6 On The Square comments that “Tochterman’s soulful, pastoral verging on sultry, and often refreshing sound hints at the rocker lying beneath the surface. At times, you’ll hear Springsteen or Mellencamp peeking through in his songs. Give him a guitar and harmonica, and then let his raspy, gritty voice comfortably take hold and wrap you in his warmth.” Most of his characters in his songs are dreamers and revolutionaries, who have never escaped their town (or head), or if they did, never found what they were looking for and ended up right back on the barstool where they got the idea to leave in the first place.
His debut national release A New World exhibits these characters and more. From heart churning ballads to story songs, Tochterman is a “skillful song poet”(Maverick Magazine) and as Vintage Guitar Player puts it, “Tochterman’s fingerpicked acoustic demands attention, showing as much backbone on lovely ballads like “Smile” as on the comedic “Always”… Tochterman stands alone (solo) just fine, particularly on cuts like “God And Country.”
In 2007, while trying to establish himself as a staple of Virginia based songwriters, Peyton had a 9-foot Steinway piano collapse onto him and then spent 4 months on his back recovering from spinal cord surgery. It was then that Tochterman rededicated himself to the kind of uncompromising songwriting that deals with the hard and sometimes brutal reality of the internal and external struggles of the American man. Yet in his songs he also finds light and peace in the mess of it all.

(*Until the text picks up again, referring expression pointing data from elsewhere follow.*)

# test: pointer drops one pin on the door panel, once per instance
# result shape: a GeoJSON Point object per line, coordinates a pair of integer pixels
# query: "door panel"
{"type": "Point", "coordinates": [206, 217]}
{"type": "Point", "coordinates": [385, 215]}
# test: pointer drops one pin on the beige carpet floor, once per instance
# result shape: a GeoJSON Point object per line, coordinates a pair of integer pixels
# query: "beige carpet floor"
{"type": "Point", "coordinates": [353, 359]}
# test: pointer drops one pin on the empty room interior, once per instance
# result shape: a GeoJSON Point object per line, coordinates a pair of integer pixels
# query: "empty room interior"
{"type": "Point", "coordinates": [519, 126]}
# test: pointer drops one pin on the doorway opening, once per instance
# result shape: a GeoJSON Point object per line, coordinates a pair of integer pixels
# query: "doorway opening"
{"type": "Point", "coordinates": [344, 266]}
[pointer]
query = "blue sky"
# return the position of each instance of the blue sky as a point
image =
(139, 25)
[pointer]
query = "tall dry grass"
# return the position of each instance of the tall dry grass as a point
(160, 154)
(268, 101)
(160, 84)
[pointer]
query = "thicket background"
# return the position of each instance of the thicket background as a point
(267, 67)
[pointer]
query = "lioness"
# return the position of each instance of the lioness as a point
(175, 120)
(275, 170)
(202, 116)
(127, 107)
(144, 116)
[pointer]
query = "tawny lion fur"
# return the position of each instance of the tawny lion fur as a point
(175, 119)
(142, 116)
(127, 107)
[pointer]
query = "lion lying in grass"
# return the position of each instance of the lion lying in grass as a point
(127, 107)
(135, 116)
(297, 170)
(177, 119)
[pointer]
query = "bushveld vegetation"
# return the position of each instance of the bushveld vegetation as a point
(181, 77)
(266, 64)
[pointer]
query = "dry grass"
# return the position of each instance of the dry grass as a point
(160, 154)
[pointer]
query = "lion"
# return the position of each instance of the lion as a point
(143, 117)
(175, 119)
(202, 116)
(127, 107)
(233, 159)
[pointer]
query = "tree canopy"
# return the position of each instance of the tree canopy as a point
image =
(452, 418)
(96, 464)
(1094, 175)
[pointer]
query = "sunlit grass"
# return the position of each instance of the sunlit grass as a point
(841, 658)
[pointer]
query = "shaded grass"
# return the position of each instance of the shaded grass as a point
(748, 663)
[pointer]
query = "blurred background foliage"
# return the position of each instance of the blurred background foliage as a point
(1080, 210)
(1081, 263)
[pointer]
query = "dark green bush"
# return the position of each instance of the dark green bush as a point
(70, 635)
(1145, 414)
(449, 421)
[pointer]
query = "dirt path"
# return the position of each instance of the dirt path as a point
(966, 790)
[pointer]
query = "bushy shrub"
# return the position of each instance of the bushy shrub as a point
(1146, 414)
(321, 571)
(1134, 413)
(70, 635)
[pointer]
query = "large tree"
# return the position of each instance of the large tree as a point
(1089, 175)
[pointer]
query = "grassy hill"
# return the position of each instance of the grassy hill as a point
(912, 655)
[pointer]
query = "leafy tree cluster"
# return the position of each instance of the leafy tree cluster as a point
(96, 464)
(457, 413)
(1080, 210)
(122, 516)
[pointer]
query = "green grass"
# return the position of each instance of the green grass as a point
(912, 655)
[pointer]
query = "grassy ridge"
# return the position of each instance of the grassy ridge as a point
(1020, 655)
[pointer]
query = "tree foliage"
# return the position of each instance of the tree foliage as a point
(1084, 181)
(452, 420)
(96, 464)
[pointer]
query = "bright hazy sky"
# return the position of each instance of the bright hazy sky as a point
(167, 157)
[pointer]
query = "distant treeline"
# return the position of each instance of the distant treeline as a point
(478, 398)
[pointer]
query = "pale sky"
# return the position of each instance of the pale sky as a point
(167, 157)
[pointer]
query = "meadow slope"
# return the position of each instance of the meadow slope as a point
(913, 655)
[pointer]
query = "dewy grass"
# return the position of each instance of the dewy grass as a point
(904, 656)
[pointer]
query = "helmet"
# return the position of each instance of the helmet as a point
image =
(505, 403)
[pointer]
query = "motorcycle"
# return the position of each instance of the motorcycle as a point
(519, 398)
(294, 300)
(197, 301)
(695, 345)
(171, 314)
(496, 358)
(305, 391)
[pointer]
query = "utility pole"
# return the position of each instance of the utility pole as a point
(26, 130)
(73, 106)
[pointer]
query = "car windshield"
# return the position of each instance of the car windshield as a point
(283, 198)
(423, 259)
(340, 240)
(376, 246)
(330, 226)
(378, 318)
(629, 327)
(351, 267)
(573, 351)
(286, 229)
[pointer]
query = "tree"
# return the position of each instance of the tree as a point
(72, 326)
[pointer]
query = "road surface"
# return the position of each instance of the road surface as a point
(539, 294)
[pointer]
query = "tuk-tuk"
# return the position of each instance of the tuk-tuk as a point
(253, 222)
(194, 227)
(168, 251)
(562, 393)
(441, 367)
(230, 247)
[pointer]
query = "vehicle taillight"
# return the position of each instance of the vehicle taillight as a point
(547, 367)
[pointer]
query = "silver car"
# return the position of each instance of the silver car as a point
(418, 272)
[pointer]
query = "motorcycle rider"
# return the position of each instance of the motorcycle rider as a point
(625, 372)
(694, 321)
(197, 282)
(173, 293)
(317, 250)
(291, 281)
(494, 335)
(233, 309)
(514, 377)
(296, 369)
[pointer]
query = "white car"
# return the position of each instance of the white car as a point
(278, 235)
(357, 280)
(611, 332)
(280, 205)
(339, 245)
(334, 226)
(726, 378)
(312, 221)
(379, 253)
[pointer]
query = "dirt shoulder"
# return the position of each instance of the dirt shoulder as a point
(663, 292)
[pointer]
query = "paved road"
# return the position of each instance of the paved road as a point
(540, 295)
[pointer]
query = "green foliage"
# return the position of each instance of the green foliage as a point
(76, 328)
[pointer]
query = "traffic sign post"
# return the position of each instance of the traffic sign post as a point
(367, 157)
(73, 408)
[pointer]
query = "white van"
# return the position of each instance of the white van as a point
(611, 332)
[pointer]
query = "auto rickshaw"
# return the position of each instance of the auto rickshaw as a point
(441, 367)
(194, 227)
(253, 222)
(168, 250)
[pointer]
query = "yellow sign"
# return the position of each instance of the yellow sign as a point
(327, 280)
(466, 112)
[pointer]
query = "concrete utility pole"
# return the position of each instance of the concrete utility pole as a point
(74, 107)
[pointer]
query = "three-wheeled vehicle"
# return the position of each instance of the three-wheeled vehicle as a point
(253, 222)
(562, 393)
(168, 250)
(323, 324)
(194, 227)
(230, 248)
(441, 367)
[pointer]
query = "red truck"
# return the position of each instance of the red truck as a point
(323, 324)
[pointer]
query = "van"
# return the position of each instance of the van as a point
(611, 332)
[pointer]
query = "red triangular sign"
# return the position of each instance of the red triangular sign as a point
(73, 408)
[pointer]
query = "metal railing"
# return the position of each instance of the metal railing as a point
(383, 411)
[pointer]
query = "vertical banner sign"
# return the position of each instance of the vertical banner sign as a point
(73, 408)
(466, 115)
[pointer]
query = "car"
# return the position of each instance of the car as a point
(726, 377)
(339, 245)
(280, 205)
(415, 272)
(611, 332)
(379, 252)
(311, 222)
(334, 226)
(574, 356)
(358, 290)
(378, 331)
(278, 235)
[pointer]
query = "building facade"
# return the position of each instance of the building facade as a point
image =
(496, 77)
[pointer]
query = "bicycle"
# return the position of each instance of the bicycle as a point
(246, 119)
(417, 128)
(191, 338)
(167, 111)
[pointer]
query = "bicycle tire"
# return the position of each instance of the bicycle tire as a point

In 2012 Tochterman was hired by The State Department of The United Stated to travel to war torn Afghanistan as A Cultural Ambassador for Music where he performed for not only members of the US Military and our coalition forces, but also for and with local Afghans. He was the first American (and likely the last) to ever perform at The Citadel in Herat built by Alexander The Great in 330 B.C. The state department described his work while abroad as “doing more for diplomacy between Afghanistan and The United States than anything else we have done.” As one LT. Col. in the Marines who was at his show told him, “You made our job easier today,” referring to Tochterman’s concert where he invited 8 Afghan musicians to perform with him on stage. “This is the kind of thing that will truly resonate throughout the culture here.” Tochterman’s music resonates for sure.
Peyton is a Virginian. He is an American. As did Tochterman, his songs begin and take route in the rural south, but reach far out into the world. At the end of the day you can trust that his songwriting is honest, bold, and uncompromising. Nothing is going to change that.